Tuesday, November 8, 2022

The Business: Making A Not-Crap RPG, Part One: Keep It Simple, Stupid

Your RPG needs to be a wargame at its core.

Let me spell that out a little more.

Your game needs:

  • Players that control a specific figure, which act as a perception filter due to that figure having specific capacities.
  • Players that work with limited material resources, from health to gear to special abilities- this includes time.
  • Players that work with limited intelligence, meaning both Fog Of War and intelligence on the situation at hand.
  • Players that work towards specific defined objectives, the acquistion of which creates a Win Condition for the scenario at hand.
  • Players that have to negotiate both physical and social environments using their limited capacities and resources to achieve their objectives before some other party achieves theirs or a greater power inflicts a Loss Condition upon them that ends the present scenario.

Before you set about answering the challenges to each of these things, you need to answer this two-part question: what do your players do and how do they do it?

Let me summarize what your game needs to be at every step of answering that two-part question: Keep It Simple, Stupid.

What do your players actually need to do at the table? Are they going to be marching overland? Without the benefit of roads? Then you need a procedure for that. Are they going to get into combat with other parties? Then you need a procedure for that, along with one for injury and recovery. Are they going to be engaging in combat while using an animal or vehicle? Adjust your procedure to account for this, along with accounting for crafting and repair of vehicles (as animals will be accounted for with injury and recovery).

Note that I said "procedure" and not "mechanic".

This is because you do not need mechanics for everything, especially if you're drawing heavily from how things actually work. It is sufficient to, for example, say "A wounded man will need no less than (X) days to recovery from an injury of (Y) sort" and just crib from real world manuals and journals about how men injured in combat recovery from wounds.

What you need mechanics for are those things where the outcome is, for all practical purposes, uncertain.

This includes combat, which needs to be kept down to "Did you make contact? Did you inflict injury?" (Hit/Damage) The former matters if, and only if, it is possible to deliver status effects or similar negative outcomes without inflicting injury (e.g. touch attacks in D&D). The former matters if, and only if, the target can remain in the fight despite sustaining injury; if not, a simple Pass/Fail check will do- and can be rolled into the attack as a possible outcome for a successful attack.

You do not need to make this complicated. You can do this with a mechanic that takes one die roll and comparing the result to two static ratings--one to strike, one to injure--like we saw in the Revised & Expanded edition of TORG v1.

Then there's one more big decision to make: Character Progression.

Classes? Levels? If so, how does that go down? Make them go through mandatory training costs (gold sink) and time spent (downtime) like AD&D1e or just "DING!" like Globe of Gankcraft?

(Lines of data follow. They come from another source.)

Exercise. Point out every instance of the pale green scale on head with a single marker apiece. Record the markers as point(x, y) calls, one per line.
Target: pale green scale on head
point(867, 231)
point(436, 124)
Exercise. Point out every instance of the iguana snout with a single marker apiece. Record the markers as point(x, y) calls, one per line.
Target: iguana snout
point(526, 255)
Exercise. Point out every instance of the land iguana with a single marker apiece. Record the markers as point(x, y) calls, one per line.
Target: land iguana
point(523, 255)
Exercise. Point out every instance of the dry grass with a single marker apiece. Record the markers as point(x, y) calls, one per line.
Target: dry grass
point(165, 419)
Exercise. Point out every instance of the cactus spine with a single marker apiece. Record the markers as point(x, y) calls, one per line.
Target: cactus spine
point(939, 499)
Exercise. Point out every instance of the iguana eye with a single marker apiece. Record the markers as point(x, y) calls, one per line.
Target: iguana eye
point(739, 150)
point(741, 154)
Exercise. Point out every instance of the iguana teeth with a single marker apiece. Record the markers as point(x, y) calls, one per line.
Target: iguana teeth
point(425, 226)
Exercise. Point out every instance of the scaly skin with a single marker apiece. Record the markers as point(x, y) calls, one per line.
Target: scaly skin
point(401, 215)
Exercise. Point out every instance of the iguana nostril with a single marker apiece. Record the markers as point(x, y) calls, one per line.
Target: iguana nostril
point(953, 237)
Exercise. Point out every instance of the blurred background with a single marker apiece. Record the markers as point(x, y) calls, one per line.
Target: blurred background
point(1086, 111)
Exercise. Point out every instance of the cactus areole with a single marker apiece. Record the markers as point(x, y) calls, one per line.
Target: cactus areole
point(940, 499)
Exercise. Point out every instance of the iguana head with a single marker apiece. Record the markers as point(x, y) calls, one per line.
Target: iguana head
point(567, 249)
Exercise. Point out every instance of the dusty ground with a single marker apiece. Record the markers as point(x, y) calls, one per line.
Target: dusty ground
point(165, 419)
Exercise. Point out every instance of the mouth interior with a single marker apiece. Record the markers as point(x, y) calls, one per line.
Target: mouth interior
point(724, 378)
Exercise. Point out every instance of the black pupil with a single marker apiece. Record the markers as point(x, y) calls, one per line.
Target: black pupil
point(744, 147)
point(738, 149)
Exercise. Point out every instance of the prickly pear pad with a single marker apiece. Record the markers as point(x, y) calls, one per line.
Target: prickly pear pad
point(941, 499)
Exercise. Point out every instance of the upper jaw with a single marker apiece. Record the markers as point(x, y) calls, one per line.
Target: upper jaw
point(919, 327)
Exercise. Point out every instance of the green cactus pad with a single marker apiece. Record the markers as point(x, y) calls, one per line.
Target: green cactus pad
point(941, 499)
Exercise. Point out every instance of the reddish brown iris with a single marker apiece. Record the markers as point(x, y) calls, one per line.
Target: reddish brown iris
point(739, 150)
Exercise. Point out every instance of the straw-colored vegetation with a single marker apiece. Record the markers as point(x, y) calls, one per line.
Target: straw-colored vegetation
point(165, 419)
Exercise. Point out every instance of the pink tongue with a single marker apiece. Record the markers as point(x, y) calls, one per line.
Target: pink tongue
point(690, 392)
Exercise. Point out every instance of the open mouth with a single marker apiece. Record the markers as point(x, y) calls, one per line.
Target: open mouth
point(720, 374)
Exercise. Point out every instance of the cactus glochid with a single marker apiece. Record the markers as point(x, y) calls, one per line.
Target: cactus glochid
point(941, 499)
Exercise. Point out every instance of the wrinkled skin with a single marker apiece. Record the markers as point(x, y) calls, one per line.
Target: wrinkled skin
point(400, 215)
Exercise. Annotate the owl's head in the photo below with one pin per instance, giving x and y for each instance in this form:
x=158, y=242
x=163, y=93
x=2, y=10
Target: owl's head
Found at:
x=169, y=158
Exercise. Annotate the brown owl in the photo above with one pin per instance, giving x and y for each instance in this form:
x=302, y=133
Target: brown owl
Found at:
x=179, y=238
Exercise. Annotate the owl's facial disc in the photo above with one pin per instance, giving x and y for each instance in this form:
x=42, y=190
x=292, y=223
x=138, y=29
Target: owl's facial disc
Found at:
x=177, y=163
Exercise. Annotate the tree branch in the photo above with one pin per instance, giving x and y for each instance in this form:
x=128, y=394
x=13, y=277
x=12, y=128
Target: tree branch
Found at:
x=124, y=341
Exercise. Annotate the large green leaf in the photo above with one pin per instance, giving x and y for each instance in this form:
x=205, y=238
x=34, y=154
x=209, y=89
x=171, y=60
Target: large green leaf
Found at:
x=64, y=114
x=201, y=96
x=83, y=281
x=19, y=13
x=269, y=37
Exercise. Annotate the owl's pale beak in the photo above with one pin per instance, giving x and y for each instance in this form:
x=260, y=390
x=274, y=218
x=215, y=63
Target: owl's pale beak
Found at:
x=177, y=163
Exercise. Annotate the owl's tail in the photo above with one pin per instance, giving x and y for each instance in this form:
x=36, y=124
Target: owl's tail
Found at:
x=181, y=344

If not one or both, then is there progression at all? Skill training? Stat training? Age-based changes? Injury-based changes? Traveller, Call of Cthulhu, Runequest, Champions, Mekton Zeta, d6 Star Wars, and TORG all have different answers- some differing between editions. Other games have other answers.

Pick the simplest answer that fits your gameplay loop.

You may need to tinker with it to make it work as intended, but you're making a RPG; you should expect that such work is neccessary.

Go ahead, answer all those questions. Come up with some answers, and from those answers some procedures and from those procedures some mechanics. Write that shit down. Then re-write it for clarity, because writing game manuals is technical writing so get used to it.

Are you ready to publish? HELL NO! But you are ready to test, and that means putting your design in contact with players.

That's a big can of worms, which I'll talk about tomorrow.